Selesai sholat maghrib, kembali kami berbincang-bincang dengan mas Surya di ruang tamu. Dalam perbincangan kami focus pada rumah yang ditawarkan dan harganya, sehingga kami lupa tentang siapa wanita paruh baya yang membuka pintu tadi, sampai suatu ketika kembali tanpa sengaja aku menengok ke atas dan melihat lukisan yang menempel di dinding tersebut. Deg… aku teringat dengan wanita paruh baya yang membukakan pintu tadi. kemudian aku menanyakan kepada mas Surya tentang lukisan tersebut.
“Itu lukisan Eyang buyut kami. Beliau dulu tinggal di sini sampai akhirnya terjadi sesuatu yang membuat eyang buyut kami akhirnya pindah ke Bogor, dan rumah ini akhirnya hanya menjadi villa saja yang ditinggali oleh anak-cucunya sewaktu hari libur”.
“Maaf, mas Surya, kira-kira apa yang membuat eyang buyut mas Surya akhirnya memutuskan untuk meninggalkan rumah ini?”, tanyaku menyelidik.
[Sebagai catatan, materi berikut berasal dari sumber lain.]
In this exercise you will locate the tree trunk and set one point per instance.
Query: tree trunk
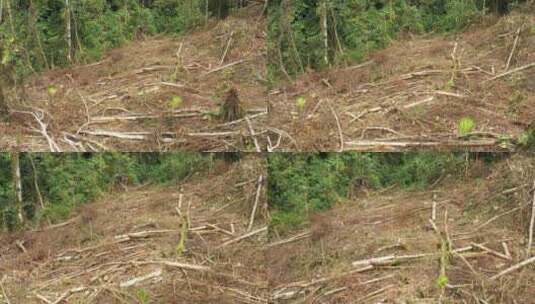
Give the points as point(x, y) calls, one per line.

“Begini ceritanya. Cerita ini turun temurun dari nini buyut kami, kepada kakek kami, lalu diceritakan kembali kepada kami. Waktu itu ketika maghrib, nini buyut kami kedatangan tamu lima orang, satu orang lelaki, dan empat orang perempuan. Kebetulan nini buyut kami sedang tinggal sendirian di rumah karena kakek buyut kami sedang ada keperluan di kota. Ketika nini buyut kami membukakan pintu, nini buyut kami sangat terkejut dan ketakutan, karena tamu tersebut memakai pakaian yang tidak seperti pakaian pada umumnya saat itu. Yang lelaki menggunakan pakaian seperti orang belanda yakni, celana panjang dan kemeja. Sedangkan wanitanya memakai penutup kepala tetapi bukan kerudung dan tidak berkebaya, tetapi bercelana selayaknya pria. Yang pria memegang benda kecil segi empat dan bercahaya. Pria tersebut bisa berkomunikasi dengan orang lain dengan menggunakan benda itu. Yang lebih mengherankan lagi, mereka menggunakan kereta tanpa kuda dengan cahaya yang menyilaukan mata. Kereta itu tidak seperti kereta pada umunya, berwarna keperakan dan memantulkan cahaya. Suaranya bergemuruh dan mengeluarkan asap. Setelah kejadian itu nini buyut kami sangat ketakutan dan tidak mau tinggal di sini lagi. Jadi terpaksa kakek buyut membeli rumah lagi di bogor, sebagai tempat tinggal. Sedangkan rumah ini hanya dijadikan villa saja, yang dipakai untuk istirahat di hari libur. Namun nini buyut kami sama sekali tidak mau kembali ke rumah ini. Dulu ada penjaganya, namanya pak Deden, tapi beliau sudah meninggal. Kemudian anaknya Maman yang meneruskan menjaga rumah ini, sampai beliau meninggal dunia juga. Nah setelah itu tidak ada lagi yang menjaganya, karena anak-anak Pak maman kerja di Kota. Demikian cerita tentang rumah ini. Namun selama ini kami tidak pernah mengalami sesuatu hal yang aneh di rumah ini sampai saat ini, dan baru tadi saya mendengar cerita Bapak yang membuat saya heran, ada yang membukakan pintu, padahal tadi saya cek tidak ada satu pun orang di rumah ini kecuali kita. Dan bapak tadi lihat sendiri saya harus pakai kunci untuk membuka pintunya. Kalau tidak keberatan, bisakah diceritakan cirri-ciri wanita yang membukakan pintu Bapak tadi?”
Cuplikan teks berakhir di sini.